Some sample data to populate these tables:

* Students:

|student_id|name|age|gender|
|---|---|---|---|
|1|John Doe|20|Male|
|2|Jane Smith|22|Female|
|3|Bob Green|21|Male|
|4|Lisa Brown|19|Female|
|5|Tom Lee|23|Male|

* Courses:

|course_id|name|instructor|
|---|---|---|
|1|English 101|Mr. Smith|
|2|Math 101|Ms. Johnson|
|3|Science 101|Dr. Green|
|4|History 101|Ms. Brown|

* Enrollments:

|enrollment_id|student_id|course_id|grade
|---|---|---|---
|1|1|1|A
|2|1|2|B
|3|1|3|A
|4|2|1|B
|5|2|2|A
|6|2|4|C
|7|3|2|A
|8|3|3|A
|9|4|1|C
|10|4|3|B
|11|5|2|A
|12|5|4|D


## Access the database

The database tables represented above are provided in the SQLite file `example.db`.
We can read/query data from such database in many different ways: with any software supporting connecting to a SQLite database.

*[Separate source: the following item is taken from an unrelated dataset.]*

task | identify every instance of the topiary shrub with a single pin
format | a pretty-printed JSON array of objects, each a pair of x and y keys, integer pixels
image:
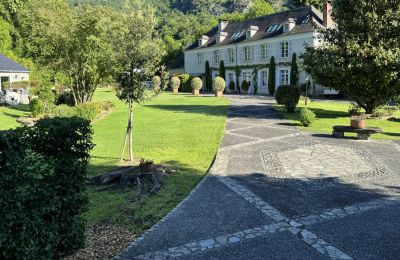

Python provides support for connecting to a SQLite database in its standard library, throught the [`sqlite3`](https://docs.python.org/3/library/sqlite3.html) module.

We can use Python's `sqlite3` module alone to do so (example below), but also make use of Pandas. The advantage of using Pandas to interact with the database is that the result arrives already as a Pandas Dataframe.

In [None]:
# The first step is to CONNECT to the database
#
import sqlite3

# Create a connection
conn = sqlite3.connect('example.db')

In [5]:
# Using SQLite only, we can simply execute the query

c = conn.execute('''SELECT * FROM students''')
c.fetchall()

[(1, 'John Doe', 20, 'Male'),
 (2, 'Jane Smith', 22, 'Female'),
 (3, 'Bob Green', 21, 'Male'),
 (4, 'Lisa Brown', 19, 'Female'),
 (5, 'Tom Lee', 23, 'Male')]

In [6]:
# With Pandas, besides the SQL statement, you pass the CONNECTION objection
#
import pandas

pandas.read_sql_query('''SELECT * FROM students''', conn)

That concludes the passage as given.